Kitchen Notes: You may grill the veg in lieu of roasting them. Make sure you have a grill basket big enough for even cooking. The balsamic vinegar would be applied just before serving. Whatever you decide, prep the veg medley while the rice is simmering.
When in season, vine-ripe tomatoes, are the obvious choice for the "red" part of the rice. Use 2 pounds of tomatoes, cored and quartered.
Makes 4 servings
• 1 (28-ounce) can whole Italian tomatoes, preferably without salt
• 1 teaspoon crushed red pepper flakes
• 1 teaspoon smoked paprika
• 1 teaspoon salt
• 1/2 teaspoon ground black pepper
• Leaves from 1 to 2 sprigs fresh thyme (optional)
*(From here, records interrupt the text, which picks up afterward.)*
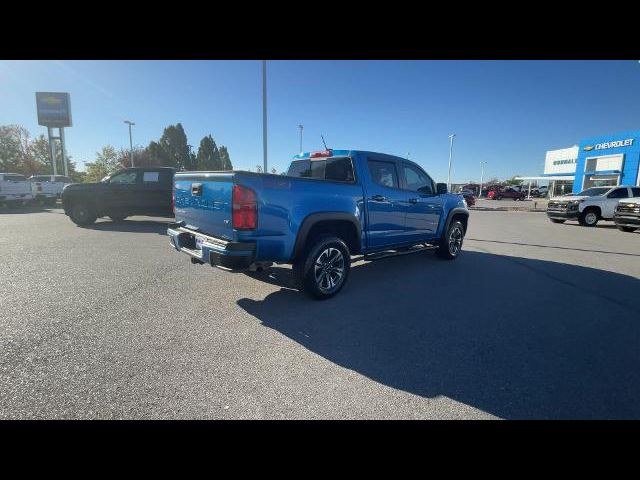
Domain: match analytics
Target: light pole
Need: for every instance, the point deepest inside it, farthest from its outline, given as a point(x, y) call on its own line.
point(300, 127)
point(450, 155)
point(130, 142)
point(264, 114)
point(482, 164)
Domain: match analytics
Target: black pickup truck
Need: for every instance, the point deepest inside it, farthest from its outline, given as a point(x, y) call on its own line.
point(131, 191)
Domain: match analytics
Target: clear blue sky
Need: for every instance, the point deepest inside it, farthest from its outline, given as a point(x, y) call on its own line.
point(504, 112)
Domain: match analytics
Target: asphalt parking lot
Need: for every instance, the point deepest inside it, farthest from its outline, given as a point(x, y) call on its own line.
point(534, 320)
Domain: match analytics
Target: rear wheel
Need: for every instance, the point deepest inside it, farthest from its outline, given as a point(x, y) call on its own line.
point(588, 218)
point(82, 215)
point(324, 268)
point(451, 242)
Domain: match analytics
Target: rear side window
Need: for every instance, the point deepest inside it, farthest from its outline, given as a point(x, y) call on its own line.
point(338, 169)
point(383, 173)
point(150, 177)
point(417, 181)
point(15, 178)
point(619, 193)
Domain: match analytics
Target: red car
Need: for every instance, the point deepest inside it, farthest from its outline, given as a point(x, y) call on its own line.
point(506, 193)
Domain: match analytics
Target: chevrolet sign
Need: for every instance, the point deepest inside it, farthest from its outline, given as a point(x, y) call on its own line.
point(602, 146)
point(54, 109)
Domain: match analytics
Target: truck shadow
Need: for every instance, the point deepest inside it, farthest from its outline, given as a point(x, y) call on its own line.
point(132, 226)
point(515, 337)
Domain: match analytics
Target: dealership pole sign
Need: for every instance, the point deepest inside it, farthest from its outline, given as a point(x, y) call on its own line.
point(54, 109)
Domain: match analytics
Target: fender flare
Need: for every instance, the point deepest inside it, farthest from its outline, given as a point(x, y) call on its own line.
point(312, 219)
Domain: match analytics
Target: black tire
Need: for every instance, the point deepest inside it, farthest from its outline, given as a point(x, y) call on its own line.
point(450, 244)
point(82, 215)
point(588, 218)
point(325, 263)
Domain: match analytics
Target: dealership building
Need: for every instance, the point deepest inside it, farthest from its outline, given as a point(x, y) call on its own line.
point(607, 160)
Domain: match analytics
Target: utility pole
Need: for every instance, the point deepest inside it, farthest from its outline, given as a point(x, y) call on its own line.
point(300, 127)
point(130, 142)
point(450, 156)
point(264, 114)
point(482, 164)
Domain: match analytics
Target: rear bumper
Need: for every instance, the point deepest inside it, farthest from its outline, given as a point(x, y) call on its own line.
point(563, 214)
point(215, 251)
point(627, 220)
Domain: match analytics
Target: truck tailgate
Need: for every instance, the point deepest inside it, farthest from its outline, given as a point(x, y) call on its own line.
point(203, 201)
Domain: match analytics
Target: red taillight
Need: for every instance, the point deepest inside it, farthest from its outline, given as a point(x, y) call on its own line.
point(245, 208)
point(326, 153)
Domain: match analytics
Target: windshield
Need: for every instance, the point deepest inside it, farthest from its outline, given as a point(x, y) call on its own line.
point(594, 192)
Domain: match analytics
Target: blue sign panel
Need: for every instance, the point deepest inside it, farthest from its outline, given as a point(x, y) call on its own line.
point(54, 109)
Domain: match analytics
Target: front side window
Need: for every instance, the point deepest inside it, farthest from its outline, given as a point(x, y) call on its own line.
point(126, 178)
point(383, 173)
point(417, 181)
point(619, 193)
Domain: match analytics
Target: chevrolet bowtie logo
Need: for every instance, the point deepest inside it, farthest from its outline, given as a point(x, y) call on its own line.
point(52, 100)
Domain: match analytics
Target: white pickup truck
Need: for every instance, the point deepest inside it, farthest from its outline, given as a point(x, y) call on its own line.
point(14, 189)
point(590, 205)
point(48, 188)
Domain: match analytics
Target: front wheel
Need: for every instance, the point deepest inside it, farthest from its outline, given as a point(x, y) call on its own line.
point(324, 269)
point(451, 243)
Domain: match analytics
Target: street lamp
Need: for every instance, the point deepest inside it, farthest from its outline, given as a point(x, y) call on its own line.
point(482, 164)
point(300, 127)
point(130, 142)
point(450, 155)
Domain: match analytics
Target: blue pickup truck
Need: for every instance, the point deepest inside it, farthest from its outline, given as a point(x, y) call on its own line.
point(329, 206)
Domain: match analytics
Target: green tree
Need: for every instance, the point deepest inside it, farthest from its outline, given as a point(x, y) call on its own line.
point(106, 162)
point(225, 160)
point(208, 157)
point(174, 144)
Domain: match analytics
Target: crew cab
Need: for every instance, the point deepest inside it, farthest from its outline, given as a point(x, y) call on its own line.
point(506, 192)
point(131, 191)
point(627, 213)
point(329, 206)
point(590, 205)
point(48, 188)
point(14, 189)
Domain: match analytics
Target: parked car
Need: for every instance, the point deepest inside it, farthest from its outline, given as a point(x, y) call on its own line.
point(131, 191)
point(627, 212)
point(48, 188)
point(331, 205)
point(15, 189)
point(507, 192)
point(590, 205)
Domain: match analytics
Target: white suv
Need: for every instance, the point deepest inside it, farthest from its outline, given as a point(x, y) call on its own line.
point(14, 189)
point(590, 205)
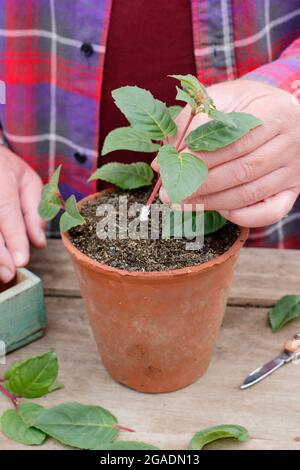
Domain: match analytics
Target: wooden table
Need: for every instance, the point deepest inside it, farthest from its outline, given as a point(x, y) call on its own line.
point(269, 410)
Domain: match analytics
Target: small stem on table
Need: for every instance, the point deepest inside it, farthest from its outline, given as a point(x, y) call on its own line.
point(123, 428)
point(10, 396)
point(159, 182)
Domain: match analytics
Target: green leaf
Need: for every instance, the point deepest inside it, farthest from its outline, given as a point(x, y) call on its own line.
point(182, 173)
point(174, 110)
point(29, 412)
point(191, 85)
point(144, 112)
point(9, 372)
point(193, 93)
point(49, 205)
point(184, 96)
point(33, 377)
point(213, 221)
point(215, 134)
point(214, 433)
point(15, 429)
point(77, 425)
point(125, 175)
point(222, 117)
point(71, 217)
point(56, 386)
point(127, 445)
point(128, 138)
point(285, 310)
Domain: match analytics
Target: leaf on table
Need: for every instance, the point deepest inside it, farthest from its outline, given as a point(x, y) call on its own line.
point(34, 376)
point(128, 138)
point(15, 429)
point(144, 112)
point(29, 412)
point(284, 311)
point(182, 173)
point(77, 425)
point(127, 445)
point(175, 110)
point(71, 217)
point(214, 433)
point(125, 175)
point(216, 134)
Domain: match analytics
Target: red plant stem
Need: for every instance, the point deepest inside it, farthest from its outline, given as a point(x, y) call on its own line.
point(154, 192)
point(9, 395)
point(159, 182)
point(123, 428)
point(63, 205)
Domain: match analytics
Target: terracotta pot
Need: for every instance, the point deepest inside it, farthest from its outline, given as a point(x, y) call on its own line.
point(155, 331)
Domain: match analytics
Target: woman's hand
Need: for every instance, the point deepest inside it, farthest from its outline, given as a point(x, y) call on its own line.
point(20, 192)
point(256, 180)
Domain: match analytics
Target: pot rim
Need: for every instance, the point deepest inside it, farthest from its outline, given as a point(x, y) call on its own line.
point(97, 266)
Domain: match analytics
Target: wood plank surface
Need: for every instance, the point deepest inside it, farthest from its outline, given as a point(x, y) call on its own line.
point(262, 275)
point(270, 410)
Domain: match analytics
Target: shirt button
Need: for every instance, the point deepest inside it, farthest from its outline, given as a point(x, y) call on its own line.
point(87, 49)
point(80, 157)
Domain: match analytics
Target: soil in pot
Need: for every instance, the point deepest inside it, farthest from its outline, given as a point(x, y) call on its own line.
point(144, 255)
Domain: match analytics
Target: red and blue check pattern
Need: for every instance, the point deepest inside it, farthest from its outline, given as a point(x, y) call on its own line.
point(52, 59)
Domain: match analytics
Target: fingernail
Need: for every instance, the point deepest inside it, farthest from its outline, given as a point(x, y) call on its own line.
point(42, 237)
point(6, 274)
point(224, 213)
point(19, 259)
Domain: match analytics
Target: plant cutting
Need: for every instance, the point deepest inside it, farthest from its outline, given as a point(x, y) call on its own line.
point(74, 424)
point(155, 307)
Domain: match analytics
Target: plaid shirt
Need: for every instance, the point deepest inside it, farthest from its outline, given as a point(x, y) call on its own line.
point(53, 82)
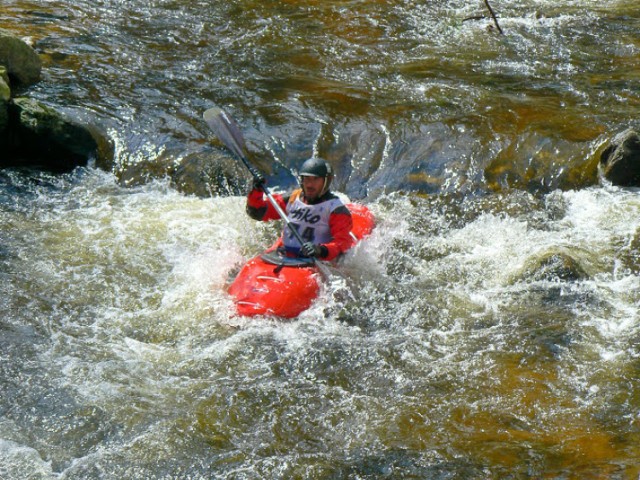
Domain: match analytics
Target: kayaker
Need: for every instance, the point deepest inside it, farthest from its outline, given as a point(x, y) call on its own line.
point(323, 221)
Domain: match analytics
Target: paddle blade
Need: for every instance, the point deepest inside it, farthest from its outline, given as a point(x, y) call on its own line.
point(226, 129)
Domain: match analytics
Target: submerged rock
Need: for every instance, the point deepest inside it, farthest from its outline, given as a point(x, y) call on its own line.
point(553, 266)
point(620, 161)
point(206, 174)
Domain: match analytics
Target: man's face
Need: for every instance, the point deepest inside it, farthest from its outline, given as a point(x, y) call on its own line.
point(312, 187)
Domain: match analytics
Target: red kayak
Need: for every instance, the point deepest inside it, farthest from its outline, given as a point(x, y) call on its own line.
point(271, 284)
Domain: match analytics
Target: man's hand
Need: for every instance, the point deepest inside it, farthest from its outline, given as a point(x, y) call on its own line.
point(308, 249)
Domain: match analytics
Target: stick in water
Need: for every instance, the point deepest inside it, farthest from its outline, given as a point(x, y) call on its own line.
point(493, 15)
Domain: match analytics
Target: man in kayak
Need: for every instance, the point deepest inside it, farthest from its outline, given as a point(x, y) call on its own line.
point(320, 217)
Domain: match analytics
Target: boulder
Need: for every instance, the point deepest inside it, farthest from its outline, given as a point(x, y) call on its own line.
point(37, 135)
point(620, 161)
point(22, 62)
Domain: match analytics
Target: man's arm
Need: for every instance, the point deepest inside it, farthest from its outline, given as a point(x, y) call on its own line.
point(259, 208)
point(340, 224)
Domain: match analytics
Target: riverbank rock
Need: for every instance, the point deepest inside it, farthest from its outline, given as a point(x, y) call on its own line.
point(36, 135)
point(620, 161)
point(22, 62)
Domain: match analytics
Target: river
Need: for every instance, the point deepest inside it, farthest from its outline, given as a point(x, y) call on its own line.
point(444, 348)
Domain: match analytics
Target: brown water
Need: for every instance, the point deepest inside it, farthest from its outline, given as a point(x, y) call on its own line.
point(436, 354)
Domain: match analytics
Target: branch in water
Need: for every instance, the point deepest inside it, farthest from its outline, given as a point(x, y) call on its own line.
point(493, 15)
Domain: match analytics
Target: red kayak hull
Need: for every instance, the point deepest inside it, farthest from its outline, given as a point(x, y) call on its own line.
point(264, 287)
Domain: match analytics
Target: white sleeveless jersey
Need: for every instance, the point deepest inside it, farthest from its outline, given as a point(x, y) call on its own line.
point(311, 222)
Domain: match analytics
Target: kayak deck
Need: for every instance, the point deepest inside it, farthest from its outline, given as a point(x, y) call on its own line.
point(272, 284)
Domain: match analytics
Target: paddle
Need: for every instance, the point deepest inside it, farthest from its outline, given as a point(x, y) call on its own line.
point(228, 131)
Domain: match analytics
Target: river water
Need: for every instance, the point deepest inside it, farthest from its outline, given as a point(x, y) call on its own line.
point(445, 347)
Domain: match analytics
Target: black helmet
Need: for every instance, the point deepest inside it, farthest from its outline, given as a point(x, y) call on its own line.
point(315, 167)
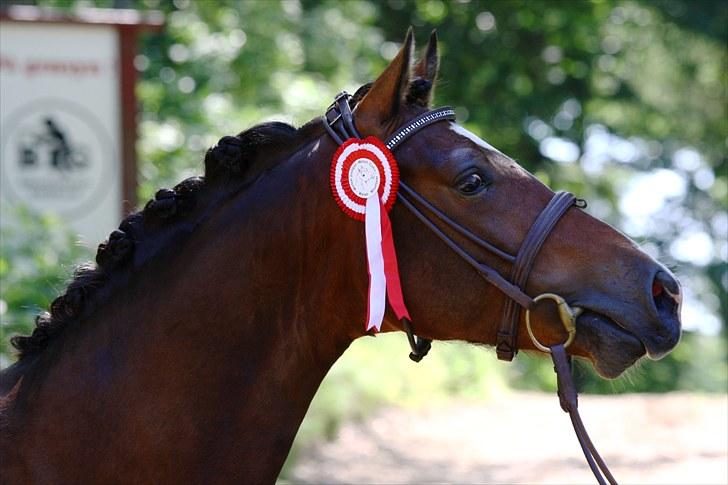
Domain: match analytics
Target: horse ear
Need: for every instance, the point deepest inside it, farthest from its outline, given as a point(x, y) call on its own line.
point(427, 67)
point(422, 88)
point(384, 99)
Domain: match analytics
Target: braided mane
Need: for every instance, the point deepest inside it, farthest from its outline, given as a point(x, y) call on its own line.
point(142, 234)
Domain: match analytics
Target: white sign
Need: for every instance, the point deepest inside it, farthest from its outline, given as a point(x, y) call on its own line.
point(59, 123)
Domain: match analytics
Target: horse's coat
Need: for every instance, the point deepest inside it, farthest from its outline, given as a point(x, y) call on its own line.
point(192, 350)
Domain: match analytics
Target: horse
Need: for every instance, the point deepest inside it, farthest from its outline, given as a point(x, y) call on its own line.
point(192, 348)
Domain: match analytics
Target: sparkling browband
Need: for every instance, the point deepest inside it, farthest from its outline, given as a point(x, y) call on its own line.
point(445, 113)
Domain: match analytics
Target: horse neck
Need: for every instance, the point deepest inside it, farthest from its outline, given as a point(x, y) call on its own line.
point(225, 340)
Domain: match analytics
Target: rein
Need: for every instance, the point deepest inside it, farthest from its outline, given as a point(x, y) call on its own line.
point(339, 122)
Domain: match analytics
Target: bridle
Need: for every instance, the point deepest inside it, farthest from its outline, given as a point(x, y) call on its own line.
point(339, 122)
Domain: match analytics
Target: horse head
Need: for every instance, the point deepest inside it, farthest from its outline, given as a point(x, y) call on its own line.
point(630, 303)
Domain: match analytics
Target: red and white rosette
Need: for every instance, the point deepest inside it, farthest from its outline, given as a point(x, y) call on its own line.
point(364, 181)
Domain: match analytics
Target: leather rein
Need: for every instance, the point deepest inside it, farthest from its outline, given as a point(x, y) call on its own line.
point(339, 122)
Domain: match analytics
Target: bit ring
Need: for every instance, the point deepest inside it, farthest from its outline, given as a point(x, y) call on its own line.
point(567, 314)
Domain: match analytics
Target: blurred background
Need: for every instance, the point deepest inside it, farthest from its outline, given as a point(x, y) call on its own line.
point(622, 102)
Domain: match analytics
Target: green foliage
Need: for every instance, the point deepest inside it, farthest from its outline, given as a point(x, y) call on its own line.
point(37, 254)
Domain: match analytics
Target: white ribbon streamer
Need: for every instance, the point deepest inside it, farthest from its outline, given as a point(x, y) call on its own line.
point(375, 259)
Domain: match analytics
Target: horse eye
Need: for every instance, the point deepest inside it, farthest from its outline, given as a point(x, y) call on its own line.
point(471, 184)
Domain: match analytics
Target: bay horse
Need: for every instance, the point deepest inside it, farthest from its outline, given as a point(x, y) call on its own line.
point(190, 351)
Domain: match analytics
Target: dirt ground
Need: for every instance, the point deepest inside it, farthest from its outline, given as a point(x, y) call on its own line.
point(526, 438)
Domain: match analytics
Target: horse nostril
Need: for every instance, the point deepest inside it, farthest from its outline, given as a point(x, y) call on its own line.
point(666, 293)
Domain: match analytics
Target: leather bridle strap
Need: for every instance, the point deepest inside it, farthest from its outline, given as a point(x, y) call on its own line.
point(507, 339)
point(569, 403)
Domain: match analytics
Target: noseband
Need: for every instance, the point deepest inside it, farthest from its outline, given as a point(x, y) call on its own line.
point(339, 122)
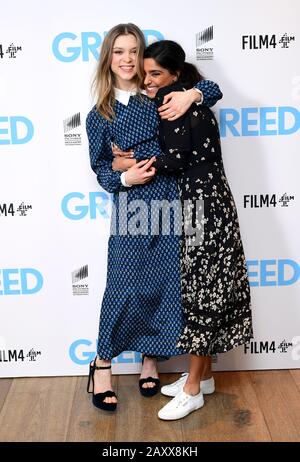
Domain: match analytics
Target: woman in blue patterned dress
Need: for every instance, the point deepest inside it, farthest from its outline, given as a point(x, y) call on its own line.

• A glug of your favorite hot sauce (optional)
• 3 tablespoons vegetable oil
• 1 medium-size onion, diced
• 3 cloves garlic, minced
• 1½ cups uncooked long-grain rice
• 2 to 2½ cups water
• 1/4 cup chopped fresh parsley, for garnish
In a food processor or heavy-duty blender, puree the tomatoes until well blended and season with the red pepper flakes, smoked paprika, salt, pepper, and thyme and hot sauce (if using).
In a medium-size saucepan with a lid, heat the oil over medium heat and add the onion. Cook, stirring occasionally, until slightly softened, about 5 minutes. Add the garlic, stirring to keep from burning, and saute for 1 minute. The kitchen will begin to smell good.
Add the rice, stir to coat with the aromatics, and allow to toast for 1 to 2 minutes. The rice will become fragrant and slightly translucent.
Add 2 cups of the water and bring to a lively simmer. Transfer the puree to the rice mixture, stir to combine, and return to a lively sim- mer. It will look very soupy, but don't fret.
Lower the heat to low, cover, and simmer for 20 minutes. Do not stir. If the rice is getting too dry, add the balance of the water, 1 table- spoon at a time.
Return the cover and continue to cook for an additional 20 minutes, until the liquid has been absorbed. The rice will be somewhat wet and sticky (like a risotto) versus dry and fluffy (like a pilaf).